I've experimented with using HLL sketches for set operations for genome comparisons. The great thing about these operations is that the cost of operations scales with the size of the sketch, not the size of the dataset being sketched. Add SIMD acceleration, and you have an extremely fast, compact, accurate way to perform approximate set operations.

Unfortunately, the naive intersection operation (a sketch consisting of an element-wise 'min' of the counts in both sketches) does not perform well in cardinality estimation.

The recent Ertl paper [0] and associated code [1] puts a lot of effort into more accurate estimation and set operations. In my experiments, I've found that his modified estimation formula is always more accurate than the standard method and remains accurate to much higher cardinalities for a given sketch size.

My SIMD-accelerated, threadsafe HyperLogLog implementation in C++ (with python bindings) using this improved estimation method is available at [2]. Using this structure, I was able to perform over a billion full-genome Jaccard index calculations overnight using `bonsai dist` from [3].

[0]: https://arxiv.org/pdf/1702.01284.pdf

[1]: https://github.com/oertl/hyperloglog-sketch-estimation-paper

[2]: https://github.com/dnbaker/hll

[3]: https://github.com/dnbaker/bonsai

How do you find the relevant papers? Is there any tool for this task?

To be honest, a combination of arxiv automailings, colleagues, and github. A lot of people I work with are interested in sketch data structures.


Thanks so much for producing a Golang implementation of our HyperMinHash paper (I'm the first author) [0] and pointing me to your Hackernews post!

As an aside, we also have a prototype Python implementation [1], but your implementation looks more efficient than ours, and I may start pointing people to your Github repo too.

[0]: https://arxiv.org/abs/1710.08436

[1]: https://github.com/yunwilliamyu/hyperminhash

the is supposed to show you how stupid i sometimes can be :P

Ok fixed it. My bad :(

Forgive me if this is a dumb question, but is this library a way of merging multiple HyperLogLogs together and still have a reasonable cardinality estimate?

What sort of loss do you see the more HyperLogLogs you merge? As in, if you had Set1,2,3,4,5.....n

> a way of merging multiple HyperLogLogs together and still have a reasonable cardinality estimate?

HLLs can be merged together with the same sort of result as if you ran the whole set over the same HLL.

The merge can't do better than that, but it can do that even if you mess around a bit with the HLL sizes (like, HIVE-18079 is fixing p=14 bits to be p=10 accuracy by default, while retaining old HLLs as-is).

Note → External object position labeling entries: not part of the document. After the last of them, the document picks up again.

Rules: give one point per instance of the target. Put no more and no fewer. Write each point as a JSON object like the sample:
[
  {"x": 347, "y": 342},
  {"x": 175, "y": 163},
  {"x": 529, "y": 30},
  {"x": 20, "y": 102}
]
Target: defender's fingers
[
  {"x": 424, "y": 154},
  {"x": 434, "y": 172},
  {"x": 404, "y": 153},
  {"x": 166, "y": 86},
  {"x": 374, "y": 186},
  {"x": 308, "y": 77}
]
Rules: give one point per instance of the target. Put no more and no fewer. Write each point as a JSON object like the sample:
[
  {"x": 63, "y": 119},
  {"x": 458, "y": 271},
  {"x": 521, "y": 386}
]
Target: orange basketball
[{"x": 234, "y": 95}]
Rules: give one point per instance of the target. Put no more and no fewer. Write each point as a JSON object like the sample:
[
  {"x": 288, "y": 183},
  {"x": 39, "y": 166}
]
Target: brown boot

its meant for merging and intersecting and it should be max 5% error

Useful library. I hope someone out there is writing one for Java as well.

HLL intersections using MinSketch has been around for a while now, I remember writing a Go implementation a couple years back based on a AdRoll blog post (http://tech.adroll.com/blog/data/2013/07/10/hll-minhash.html). They also open sourced their library (https://github.com/AdRoll/cantor) as well.

Generally in the big data space, libraries like this usually come out for Java first.

Hi there! I'm the author of the paper the OP implemented, so I thought I'd give a bit more context.

In practice, combining together HLL and MinHash as they do for AdRoll gives the same kinds of estimation errors. However, using a raw MinHash data structure requires O(log n) space. If you are not space constrained, I second nemothekid and suggest just using off-the-shelf HLL intersection + MinHash libraries, such as the ones he links to.

The HyperMinHash algorithm, which the OP implemented in Golang, combines together the MinHash and HLL data structures so that we only need O(log log n) space, where n is the size of the union. In practice, the difference is between buckets of size log n + loglog n bits for HLL-MinHash and loglog n + 10 bits for HyperMinHash.

Given the constants involved, for n = 2^32, this is only a space savings of about 60% (37 bits vs 15 bits). However, this increases as n grows, so for n=2^64, it's 77% (70 bits vs 16 bits).